Judge quashes driving ban on foul-mouthed cleric

Judge says he is satisfied to remove disqualification ‘given abject apology’ from rector

A judge has overturned a driving ban on a speeding and foul-mouthed cleric but told him “even God would tell you slow down on that particular road”.

At Ennis Circuit Court, Church of Ireland rector, Canon Bob Hanna (68), successfully appealed the six-month driving ban imposed on him at the District Court last month.

In the earlier District Court appearance, Judge Patrick Durcan banned Canon Hanna from driving after describing his conduct as "despicable" when stopped by Garda Lisa McDonagh last April 17th, after speeding at 135km in a 100km zone at Bunratty on the main dual-carriageway linking Ennis to Limerick.

In court yesterday, State solicitor Martin Linnane said Canon Hanna “was extremely abusive and aggressive in his behaviour towards Garda McDonagh when stopped”.


Mr Linnane said: “He shouted at Garda McDonagh, ‘I’m late for a communion service at 1 o’clock. What are you doing? What are you stopping me for?’ ”

Informed of speed

Mr Linnane said: “He then stated ‘Chase me if you want, I’m leaving’. Canon Hanna was then informed of his speed and he said ‘I don’t give a fuck. I’m late. It is religious week. I hope that you are victimising everyone else’.”

Mr Linnane said that Canon Hanna “continued to be aggressive and kept revving his car”.

He revealed that Canon Hanna has four previous motoring convictions, and last April wasn’t the first time he was caught speeding as he was fined €100 last July for speeding in a built-up area in January 2014.

Mr Linnane said he knows Canon Hanna and described him as “disorganised”, but stated he is “one of God’s people. The headlines this attracted has caused him huge distress.”

In evidence, Canon Hanna - who arrived at and left court by bicycle yesterday - told Judge Tom O’Donnell: “I feel a little hard done by this.”

Garda McDonagh stopped Canon Hanna at 12.47pm on Holy Thursday, and he was due to give a service at St Columba’s Church, 14 miles away, at 1pm.

‘Ungracious’ language

Canon Hanna admitted his language on the occasion “wasn’t temperate. It wasn’t sharp. It was impolite and ungracious to a lady.”

He said: “It was made into the air, it wasn’t made against the lady.”

He added: “It was very short and sometimes the way it is described, it wasn’t several paragraphs of obscenities - it was just one swear word.”

Canon Hanna said: “I just plead - I was under huge stress in Holy Week, I didn’t give the lady garda much time, but I gave her all the information that she needed.

“I just felt at the time that she wasn’t understanding of my position.”

Canon Hanna confirmed to the court he had already submitted a letter of apology to Garda McDonagh for the language used.

Counsel for Canon Hanna, Lorcan Connolly BL, said his client was “under severe time constraints on the date”.
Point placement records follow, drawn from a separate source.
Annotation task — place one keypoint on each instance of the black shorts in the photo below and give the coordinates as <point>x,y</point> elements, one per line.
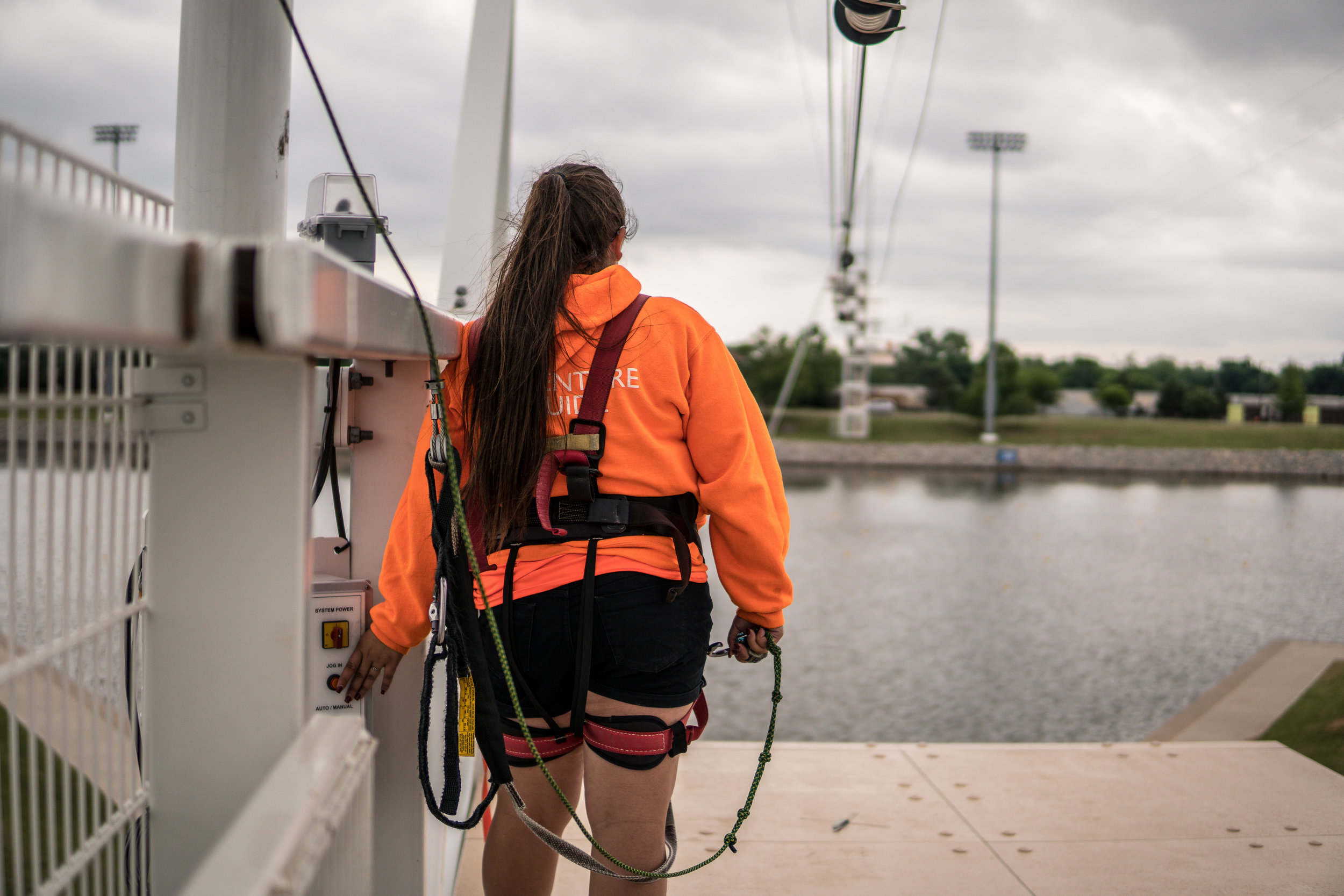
<point>646,650</point>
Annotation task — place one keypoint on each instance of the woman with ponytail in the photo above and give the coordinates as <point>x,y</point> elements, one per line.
<point>679,421</point>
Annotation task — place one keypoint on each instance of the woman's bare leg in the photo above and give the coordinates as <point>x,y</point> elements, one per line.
<point>517,863</point>
<point>628,808</point>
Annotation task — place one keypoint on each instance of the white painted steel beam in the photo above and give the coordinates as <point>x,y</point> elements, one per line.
<point>289,828</point>
<point>477,202</point>
<point>72,273</point>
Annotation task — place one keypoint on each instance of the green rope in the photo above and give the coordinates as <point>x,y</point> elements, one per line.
<point>436,385</point>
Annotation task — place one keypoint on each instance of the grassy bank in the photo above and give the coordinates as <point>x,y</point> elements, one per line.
<point>936,426</point>
<point>1315,725</point>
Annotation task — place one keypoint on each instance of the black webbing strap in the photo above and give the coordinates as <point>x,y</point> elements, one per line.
<point>584,649</point>
<point>507,636</point>
<point>469,655</point>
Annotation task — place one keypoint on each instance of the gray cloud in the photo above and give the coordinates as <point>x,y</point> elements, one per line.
<point>1249,31</point>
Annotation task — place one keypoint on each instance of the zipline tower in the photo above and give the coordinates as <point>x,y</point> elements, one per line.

He said: “He accepts the intemperate language he used on the day was unacceptable, and he instructs me to apologise to Garda McDonagh without reservation.”

‘Chaotic lifestyle’

Canon Hanna did not turn up at the District Court last month for the case, and Mr Connolly said: “He has something of a chaotic lifestyle and he doesn’t have assistance in the rectory as such, and the Fixed Charge Penalty Notice was overlooked and the summons date was not recorded in his diary.”
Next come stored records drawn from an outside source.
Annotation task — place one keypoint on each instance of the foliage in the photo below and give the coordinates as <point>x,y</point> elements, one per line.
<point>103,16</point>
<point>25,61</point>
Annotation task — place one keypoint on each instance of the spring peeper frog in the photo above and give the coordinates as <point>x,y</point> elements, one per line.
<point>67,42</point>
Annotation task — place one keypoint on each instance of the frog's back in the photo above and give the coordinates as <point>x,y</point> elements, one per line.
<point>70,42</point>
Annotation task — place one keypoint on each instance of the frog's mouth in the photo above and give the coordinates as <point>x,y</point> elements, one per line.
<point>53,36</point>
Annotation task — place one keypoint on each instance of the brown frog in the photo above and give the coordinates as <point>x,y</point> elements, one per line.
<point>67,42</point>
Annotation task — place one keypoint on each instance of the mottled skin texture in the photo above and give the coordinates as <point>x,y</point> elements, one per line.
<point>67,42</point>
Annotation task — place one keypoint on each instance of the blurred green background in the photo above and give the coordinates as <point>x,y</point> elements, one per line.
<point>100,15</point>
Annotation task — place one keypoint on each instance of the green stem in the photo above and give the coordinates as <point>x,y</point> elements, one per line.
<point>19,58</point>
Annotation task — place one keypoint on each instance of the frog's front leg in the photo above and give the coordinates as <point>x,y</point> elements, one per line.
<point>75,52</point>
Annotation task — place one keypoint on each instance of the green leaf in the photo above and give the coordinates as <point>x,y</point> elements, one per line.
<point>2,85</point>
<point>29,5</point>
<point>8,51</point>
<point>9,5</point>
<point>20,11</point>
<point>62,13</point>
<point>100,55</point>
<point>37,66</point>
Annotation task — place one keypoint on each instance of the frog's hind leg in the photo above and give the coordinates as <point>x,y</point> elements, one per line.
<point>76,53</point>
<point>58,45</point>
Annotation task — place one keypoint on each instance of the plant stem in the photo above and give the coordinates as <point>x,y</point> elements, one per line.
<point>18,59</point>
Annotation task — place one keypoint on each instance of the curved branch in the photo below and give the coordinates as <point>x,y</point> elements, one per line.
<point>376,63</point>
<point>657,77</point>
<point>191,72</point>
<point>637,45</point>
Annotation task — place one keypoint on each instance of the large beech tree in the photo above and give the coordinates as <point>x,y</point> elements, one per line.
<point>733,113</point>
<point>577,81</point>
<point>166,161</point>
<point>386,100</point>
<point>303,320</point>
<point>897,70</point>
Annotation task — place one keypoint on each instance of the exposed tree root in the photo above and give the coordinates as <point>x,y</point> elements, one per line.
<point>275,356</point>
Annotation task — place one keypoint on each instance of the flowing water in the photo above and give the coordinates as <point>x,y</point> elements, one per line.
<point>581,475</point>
Mr Connolly added that Canon Hanna looks after five churches in the Clare area.

He said: “He was under significant pressure to be back in Ennis to deal with an Easter service. He wasn’t rushing to go to a match or a private engagement. He accepts wholeheartedly the intemperate language he used on the day is unbecoming a minister, without hesitation.

The cleric, Mr Connolly went on, has “a significant workload that he tries to do on his own”.
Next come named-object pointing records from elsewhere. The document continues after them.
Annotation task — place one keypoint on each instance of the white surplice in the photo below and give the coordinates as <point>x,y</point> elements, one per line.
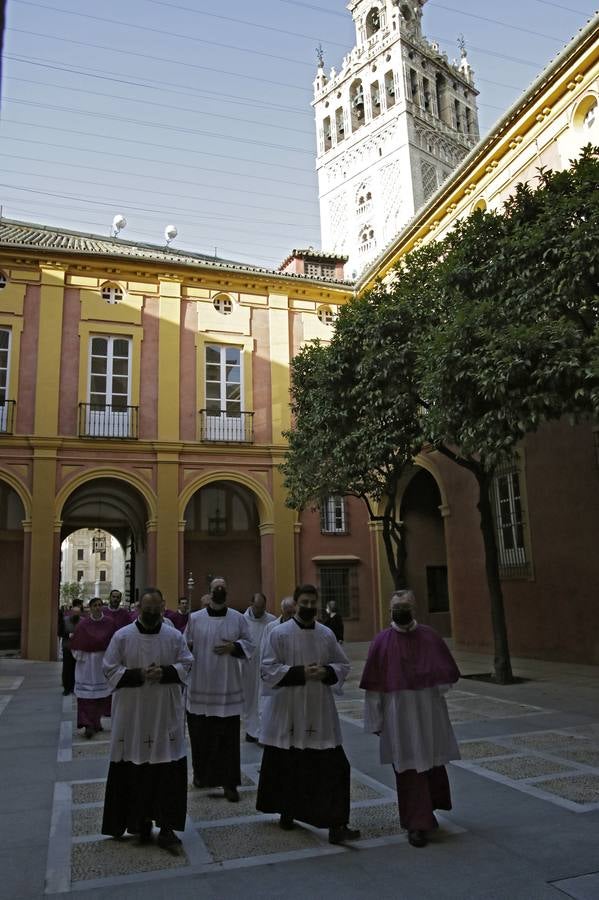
<point>90,681</point>
<point>147,721</point>
<point>250,671</point>
<point>414,727</point>
<point>215,687</point>
<point>301,716</point>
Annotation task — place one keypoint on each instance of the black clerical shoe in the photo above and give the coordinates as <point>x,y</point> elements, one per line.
<point>339,834</point>
<point>417,838</point>
<point>145,832</point>
<point>168,840</point>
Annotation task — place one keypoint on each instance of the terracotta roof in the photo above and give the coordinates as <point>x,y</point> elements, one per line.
<point>27,235</point>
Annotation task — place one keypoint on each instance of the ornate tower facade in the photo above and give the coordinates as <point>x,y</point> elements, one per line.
<point>391,125</point>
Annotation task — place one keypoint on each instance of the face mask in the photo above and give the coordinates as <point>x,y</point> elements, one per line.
<point>401,616</point>
<point>306,614</point>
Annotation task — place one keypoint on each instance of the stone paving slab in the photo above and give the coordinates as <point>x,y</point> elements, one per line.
<point>126,857</point>
<point>524,766</point>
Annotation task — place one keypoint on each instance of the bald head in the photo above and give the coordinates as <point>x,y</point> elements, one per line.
<point>288,607</point>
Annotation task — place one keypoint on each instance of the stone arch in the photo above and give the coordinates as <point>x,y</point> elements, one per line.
<point>92,474</point>
<point>264,501</point>
<point>20,489</point>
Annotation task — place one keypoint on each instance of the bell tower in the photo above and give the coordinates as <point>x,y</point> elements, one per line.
<point>391,125</point>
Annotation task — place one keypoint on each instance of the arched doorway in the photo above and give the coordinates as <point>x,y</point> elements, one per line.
<point>115,507</point>
<point>92,564</point>
<point>12,514</point>
<point>426,557</point>
<point>222,537</point>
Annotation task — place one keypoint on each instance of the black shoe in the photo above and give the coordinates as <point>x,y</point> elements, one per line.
<point>417,838</point>
<point>145,832</point>
<point>168,840</point>
<point>339,834</point>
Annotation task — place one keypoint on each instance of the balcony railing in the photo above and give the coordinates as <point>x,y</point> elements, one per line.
<point>226,428</point>
<point>108,421</point>
<point>7,416</point>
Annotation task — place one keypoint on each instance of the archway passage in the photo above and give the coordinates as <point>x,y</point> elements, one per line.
<point>426,557</point>
<point>113,506</point>
<point>12,515</point>
<point>222,537</point>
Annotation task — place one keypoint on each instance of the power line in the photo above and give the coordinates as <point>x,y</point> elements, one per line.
<point>129,205</point>
<point>460,12</point>
<point>19,203</point>
<point>131,187</point>
<point>163,33</point>
<point>151,84</point>
<point>155,59</point>
<point>154,103</point>
<point>178,129</point>
<point>192,150</point>
<point>159,162</point>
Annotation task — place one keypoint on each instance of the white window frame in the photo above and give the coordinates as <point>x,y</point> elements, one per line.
<point>333,515</point>
<point>4,392</point>
<point>103,419</point>
<point>510,530</point>
<point>112,293</point>
<point>223,425</point>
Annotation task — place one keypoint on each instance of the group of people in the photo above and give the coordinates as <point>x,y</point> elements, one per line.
<point>280,675</point>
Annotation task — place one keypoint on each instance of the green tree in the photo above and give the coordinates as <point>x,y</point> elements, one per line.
<point>478,340</point>
<point>71,590</point>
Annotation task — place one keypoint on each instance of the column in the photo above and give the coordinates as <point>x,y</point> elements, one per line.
<point>167,532</point>
<point>279,365</point>
<point>43,567</point>
<point>169,333</point>
<point>47,384</point>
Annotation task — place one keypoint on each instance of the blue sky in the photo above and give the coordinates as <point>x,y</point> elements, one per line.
<point>198,113</point>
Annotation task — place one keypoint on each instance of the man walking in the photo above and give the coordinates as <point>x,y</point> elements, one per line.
<point>146,663</point>
<point>218,637</point>
<point>257,620</point>
<point>408,669</point>
<point>304,774</point>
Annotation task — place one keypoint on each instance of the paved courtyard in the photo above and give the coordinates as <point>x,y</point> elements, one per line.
<point>525,822</point>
He added: “Canon Hanna is well known in the county for his voluntary work and work done in the area of multi-denomination. He is a man who has given a lot to the community.”

Judge Thomas O’Donnell said he was satisfied to remove the disqualification “given the abject apology and letter given to [the] garda”.

The judge reduced the fine from €500 to €250 and told Canon Hanna “even God would tell you slow down on that particular road”.